Я нахожусь под самым караваном, подумал Броуз. Они ни о чем не догадываются. Караван – огромное водоплавающее животное, части его тела соединены невидимыми радионервами. Самолет, идущий на посадку, поезд, послушно замирающий перед стрелкой, судно с экипажем – все это существа более высокого биологического порядка, чем человек. Учреждение, церковь, где все поют хором, работающий завод, кинотеатр, где всем зрителям смешно, – это организмы с формами сознаний недоступными сознанию одного человека, так же как отдельные клетки человеческого организма ничего не знают о том индивидууме, которого они составляют, вместе взятые. Броуз судорожно думал; он думал, чтобы не думать. Города, государства, континенты…
Он словно бы увидел эти сознания, одно на другом, как перевернутая пирамида – чем выше, тем шире и туманное, и наконец все исчезает во мраке, окончательном мраке. Он подумал: вся земли станет единым телом с единым сознанием, а потом вся Солнечная система, потом Млечный Путь, а через миллиарды лет все галактики вселенной – необозримая картина, рожденная затравленной бесприютной человеческой душой, – а потом, как знать, и другие вселенные… те миры, где он был бы дома, был бы на своем месте…
Можно ли назвать это словом «думал»? Его мозг работал, как, бывало, его электрическая бритва, включенная в сеть с чересчур высоким напряжением. Он огляделся. Грозные колышущиеся тени заполонили весь обзор. Вода оглушительно клокотала. Было девять часов четыре минуты. Он проделал восемь миль. Через полминуты над ним все вдруг снова стало зелено, и пусто, и тихо. Броуз испуганно глянул на свои приборы. Он ли сбился с курса, или вражеская флотилия изменила направление?
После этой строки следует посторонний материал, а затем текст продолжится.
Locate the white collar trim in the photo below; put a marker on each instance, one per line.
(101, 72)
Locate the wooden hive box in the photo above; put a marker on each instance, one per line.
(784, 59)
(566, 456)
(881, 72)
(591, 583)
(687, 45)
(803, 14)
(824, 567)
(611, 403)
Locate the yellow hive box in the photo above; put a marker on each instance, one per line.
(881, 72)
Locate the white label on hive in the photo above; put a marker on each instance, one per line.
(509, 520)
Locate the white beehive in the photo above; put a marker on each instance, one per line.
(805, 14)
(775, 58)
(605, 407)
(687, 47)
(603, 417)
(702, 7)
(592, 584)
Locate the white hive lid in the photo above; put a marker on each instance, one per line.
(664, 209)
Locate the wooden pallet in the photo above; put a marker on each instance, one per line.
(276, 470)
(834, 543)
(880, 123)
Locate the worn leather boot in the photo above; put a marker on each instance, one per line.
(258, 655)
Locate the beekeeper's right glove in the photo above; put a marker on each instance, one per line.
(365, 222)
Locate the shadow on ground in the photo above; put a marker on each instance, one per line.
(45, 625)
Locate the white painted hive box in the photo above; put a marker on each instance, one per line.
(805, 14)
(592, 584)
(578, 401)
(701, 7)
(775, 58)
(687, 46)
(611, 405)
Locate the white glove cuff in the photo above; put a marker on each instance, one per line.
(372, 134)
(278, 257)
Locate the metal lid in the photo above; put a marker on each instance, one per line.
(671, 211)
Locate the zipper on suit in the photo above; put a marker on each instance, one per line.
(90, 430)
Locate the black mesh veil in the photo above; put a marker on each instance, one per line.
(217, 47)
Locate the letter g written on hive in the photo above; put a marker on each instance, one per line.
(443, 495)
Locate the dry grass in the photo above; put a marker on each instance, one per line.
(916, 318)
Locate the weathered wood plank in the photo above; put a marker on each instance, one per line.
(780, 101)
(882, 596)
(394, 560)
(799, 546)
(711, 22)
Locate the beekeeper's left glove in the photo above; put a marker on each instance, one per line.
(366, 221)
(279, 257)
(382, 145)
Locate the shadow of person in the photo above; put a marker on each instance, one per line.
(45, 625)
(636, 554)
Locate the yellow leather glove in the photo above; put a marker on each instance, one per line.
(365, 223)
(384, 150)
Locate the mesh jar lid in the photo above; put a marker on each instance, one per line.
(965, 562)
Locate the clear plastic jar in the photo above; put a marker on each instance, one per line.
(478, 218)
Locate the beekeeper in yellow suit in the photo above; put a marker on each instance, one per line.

Мимо промелькнула мертвенно-белая рыба – призрак рыбы. Через пятьсот метров над ним вдруг снова повисло расплывчатое облачко. На предельной скорости он прошмыгнул под ним и снова натолкнулся на конвой. Он переложил руль, круто развернулся и сбавил скорость.
Он находился в центре циклопа. То маленькое облачко несло самое Зверюгу, окруженную покоем и простором. Зверюгу со всей ее кликой. В низу живота у Броуза словно возник электрический разряд – так бывало с ним, когда он думал о женщине, которую желал. Потом он увидел, как в тридцати метрах над ним, но тем не менее на глубине двадцати метров, медленно возникло огромное железное привидение. Его тело среагировало раньше, чем разум, – но успев подумать, он уже вертикальным штопором на предельной скорости уходил в глубину. Вода была в двадцати сантиметрах от его головы. Он чувствовал, как быстро растет давление: воспринимал это особым органом чувств – танцующей стрелкой, которая светилась все ярче по мере того, как вокруг сгущался мрак. Колпак – он же его черепная коробка – мог выдержать давление в тринадцать атмосфер; когда стрелка коснется красной черты, наступит смерть. На глубине трехсот шестидесяти футов он привел машину в горизонтальное положение, прошел – в ушах у него шумело – несколько сот метров в том направлении, куда двигался караван, затаился и стал выжидать – каждый прибор служил ему дополнительным органом чувств. Свет словно бы проникал через церковный витраж в глубокие сумерки: почти невидимые, но пронизывающие ультрафиолетовые лучи. Подводная лодка больше не появлялась. Глубинные бомбы не взрывались. Его не заметили. Если он будет кружить в этом месте, центр каравана примерно через две минуты снова будет над ним. Надо решить, как действовать.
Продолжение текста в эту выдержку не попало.